On November 6, 2019, the Consumer Financial Protection Bureau (Bureau) hosted the third installment of its symposia series, addressing Dodd-Frank Section 1701 which, when implemented, will require financial institutions to collect, report, and make public certain information concerning credit applications made by women-owned, minority-owned, and small businesses. At the event, two panels discussed this data collection rule, including experts from traditional and fintech lenders, academic and policy researchers, advocacy groups, and regulators.
The first panel provided perspectives on the current state of small business lending and the second panel provided thoughts on how the rule can be implemented most efficiently to meet its stated purpose: "to facilitate enforcement of fair lending laws and enable communities, governmental entities and creditors to identify business and community development needs and opportunities of women-owned, minority-owned, and small businesses."
While the benefits of data collection for learning and identifying gaps must be balanced with the costs and burdens on small business lenders and borrowers in terms of complexity, privacy, and expense, most of the panelists agreed that additional research, data and analysis is paramount to understand the needs and health of the small business sector and also to design better products and services to serve them.
Panel observations about the current state of small business lending included:
- Small business is critical to the U.S. economy and jobs: The small business lending marketplace is $1.4 trillion in size.
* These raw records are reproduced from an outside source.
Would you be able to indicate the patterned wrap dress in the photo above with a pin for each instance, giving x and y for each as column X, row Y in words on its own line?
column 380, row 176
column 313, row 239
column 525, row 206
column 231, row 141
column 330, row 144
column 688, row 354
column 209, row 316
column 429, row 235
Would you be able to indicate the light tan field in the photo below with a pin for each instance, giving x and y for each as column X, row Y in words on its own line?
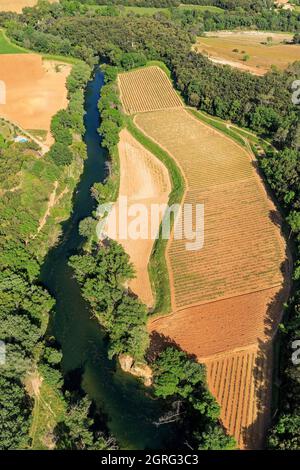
column 18, row 5
column 242, row 250
column 227, row 297
column 35, row 90
column 144, row 180
column 220, row 49
column 147, row 89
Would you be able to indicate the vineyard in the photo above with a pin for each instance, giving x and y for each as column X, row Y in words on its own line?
column 147, row 89
column 227, row 297
column 240, row 381
column 242, row 251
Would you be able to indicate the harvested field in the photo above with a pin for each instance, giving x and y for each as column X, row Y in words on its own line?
column 144, row 180
column 225, row 325
column 147, row 89
column 261, row 49
column 242, row 250
column 35, row 90
column 18, row 5
column 227, row 297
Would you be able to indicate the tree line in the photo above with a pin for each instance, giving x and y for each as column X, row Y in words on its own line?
column 25, row 305
column 261, row 103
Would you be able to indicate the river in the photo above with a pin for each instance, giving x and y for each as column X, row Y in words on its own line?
column 130, row 408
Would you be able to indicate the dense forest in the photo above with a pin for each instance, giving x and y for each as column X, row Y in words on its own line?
column 25, row 306
column 262, row 104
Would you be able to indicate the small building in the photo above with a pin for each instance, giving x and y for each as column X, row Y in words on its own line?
column 21, row 139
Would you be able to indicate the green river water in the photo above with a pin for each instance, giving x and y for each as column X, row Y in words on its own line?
column 129, row 407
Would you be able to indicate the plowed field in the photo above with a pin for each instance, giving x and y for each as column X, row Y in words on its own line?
column 242, row 250
column 144, row 180
column 227, row 297
column 147, row 90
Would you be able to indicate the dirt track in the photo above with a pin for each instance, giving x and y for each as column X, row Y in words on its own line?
column 144, row 180
column 228, row 297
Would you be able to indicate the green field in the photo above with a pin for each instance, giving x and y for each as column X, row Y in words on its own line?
column 6, row 47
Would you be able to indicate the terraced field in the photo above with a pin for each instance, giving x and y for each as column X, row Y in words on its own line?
column 147, row 89
column 227, row 297
column 242, row 250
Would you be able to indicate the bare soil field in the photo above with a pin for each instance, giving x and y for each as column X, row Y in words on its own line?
column 18, row 5
column 35, row 90
column 242, row 250
column 147, row 89
column 261, row 49
column 224, row 325
column 144, row 180
column 227, row 297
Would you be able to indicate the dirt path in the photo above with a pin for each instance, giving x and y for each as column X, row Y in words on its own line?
column 228, row 297
column 144, row 181
column 53, row 201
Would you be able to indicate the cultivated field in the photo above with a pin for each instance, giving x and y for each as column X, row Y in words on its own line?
column 35, row 90
column 147, row 89
column 227, row 297
column 242, row 251
column 240, row 381
column 18, row 5
column 144, row 180
column 261, row 50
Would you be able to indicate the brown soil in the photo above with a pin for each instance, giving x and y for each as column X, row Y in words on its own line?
column 147, row 89
column 227, row 298
column 243, row 251
column 35, row 90
column 144, row 180
column 241, row 383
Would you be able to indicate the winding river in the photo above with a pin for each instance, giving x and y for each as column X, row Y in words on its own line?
column 129, row 407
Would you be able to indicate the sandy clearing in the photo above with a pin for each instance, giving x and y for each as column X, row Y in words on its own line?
column 229, row 48
column 35, row 90
column 18, row 5
column 144, row 180
column 238, row 65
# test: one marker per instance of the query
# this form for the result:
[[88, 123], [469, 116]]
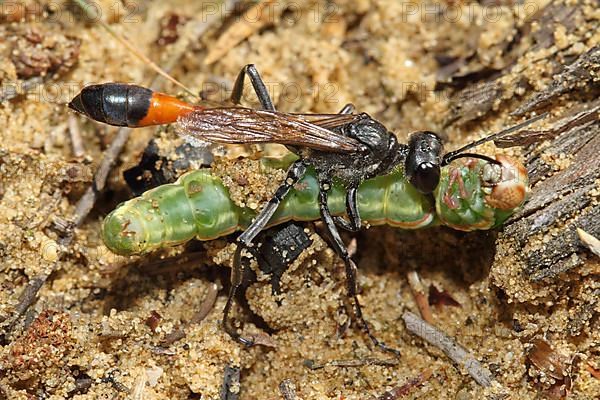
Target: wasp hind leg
[[353, 223], [351, 271], [244, 241], [257, 83]]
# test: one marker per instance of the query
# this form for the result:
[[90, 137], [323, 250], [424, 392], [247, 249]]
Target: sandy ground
[[102, 326]]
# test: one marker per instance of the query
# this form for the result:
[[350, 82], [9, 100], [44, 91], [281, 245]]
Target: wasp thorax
[[422, 165]]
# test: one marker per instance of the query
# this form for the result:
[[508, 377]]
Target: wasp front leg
[[244, 241], [350, 266], [353, 223], [257, 83]]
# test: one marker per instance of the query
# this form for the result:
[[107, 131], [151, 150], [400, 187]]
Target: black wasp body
[[348, 147]]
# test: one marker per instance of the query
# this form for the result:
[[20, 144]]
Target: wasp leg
[[257, 83], [347, 109], [340, 249], [352, 225], [294, 174]]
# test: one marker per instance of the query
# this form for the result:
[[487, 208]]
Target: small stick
[[75, 134], [230, 389], [590, 241], [9, 92], [401, 391], [288, 389], [352, 363], [207, 305], [418, 290], [453, 350]]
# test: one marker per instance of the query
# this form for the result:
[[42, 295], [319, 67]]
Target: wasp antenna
[[452, 155]]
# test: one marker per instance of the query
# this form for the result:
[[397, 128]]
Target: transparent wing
[[238, 125]]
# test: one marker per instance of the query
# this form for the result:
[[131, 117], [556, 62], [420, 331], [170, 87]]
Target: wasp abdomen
[[121, 104], [114, 103]]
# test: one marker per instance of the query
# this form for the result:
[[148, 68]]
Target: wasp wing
[[329, 121], [239, 125], [526, 137]]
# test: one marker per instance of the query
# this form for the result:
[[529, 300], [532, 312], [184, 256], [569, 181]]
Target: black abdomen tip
[[116, 104]]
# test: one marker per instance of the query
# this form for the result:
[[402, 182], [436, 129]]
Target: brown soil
[[99, 325]]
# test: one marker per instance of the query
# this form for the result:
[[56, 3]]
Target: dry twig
[[206, 306], [75, 135], [453, 350], [288, 389], [590, 241], [418, 290]]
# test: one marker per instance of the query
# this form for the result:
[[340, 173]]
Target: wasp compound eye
[[422, 165]]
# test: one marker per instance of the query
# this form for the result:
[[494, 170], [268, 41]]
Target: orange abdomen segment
[[164, 109]]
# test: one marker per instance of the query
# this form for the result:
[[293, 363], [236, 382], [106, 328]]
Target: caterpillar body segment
[[468, 197]]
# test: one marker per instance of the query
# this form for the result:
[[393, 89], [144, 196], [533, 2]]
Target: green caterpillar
[[472, 194]]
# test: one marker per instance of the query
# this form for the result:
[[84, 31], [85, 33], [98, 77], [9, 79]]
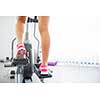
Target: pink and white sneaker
[[43, 69], [21, 51]]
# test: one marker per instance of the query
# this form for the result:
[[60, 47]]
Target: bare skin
[[44, 33]]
According to the Bureau, 95 percent of all businesses in the United States have annual receipts below $999,999. It is estimated that women-owned firms number almost 10 million and employ 8.4 million people and minority-owned firms total about 8 million businesses, and employ 7.1 million people.
- Small business owners need protection: Research on small business owners seeking financing from traditional lenders demonstrates that they approach the financial marketplace more like retail consumers than sophisticated, corporate customers and that customer service is consistently poor, and treatment of minority- and women-owned small business owners is significantly inferior.
- Online lenders are filling the void: Small business borrowers have raised concerns about the transparency of terms and rates of many online credit products. Some online lenders have addressed unconscious bias and expanded small business access to capital—areas where concerns raised by the panels may be instructive to traditional lenders.
Panel suggestions on how the Bureau should implement the rule:
From tailoring the rule's definitions, to use of exemptive authority, to harmonizing definitions with analogous regulations, panelists suggested various approaches to how the Bureau might implement the rule to best meet the goals of measuring small business lending and collecting the data necessary for effective measurement. These included:
- When defining the term "small business" consider using the size of the loan and/or the revenue of the business. Harmonize the definition with size and revenue thresholds used in other regulations to avoid similar but different reporting standards.
- Define "financial institution" to capture the vast majority of institutions that have a credible share of the small business lending marketplace.
- Define types and purposes of small business loans in such a manner to ensure data collection covers the entire small business lending marketplace.
- Ensure that the data points to be collected include pricing and collateral information, framed in proper context for analysis, so that credit quality (not only credit access) is considered.
- Clarify guidance on what constitutes a minority- or women-owned business by defining a "principal owner" subject to race, sex and gender data collection as one with a 25% or higher ownership interest.
Hinshaw's Consumer Financial Services practice has issued advisories on the Bureau's first symposium on June 25, 2019, which explored Dodd-Frank's prohibition on abusive acts or practices, and the second symposium held September 19, 2019, which discussed how behavioral law and economics can inform regulatory action.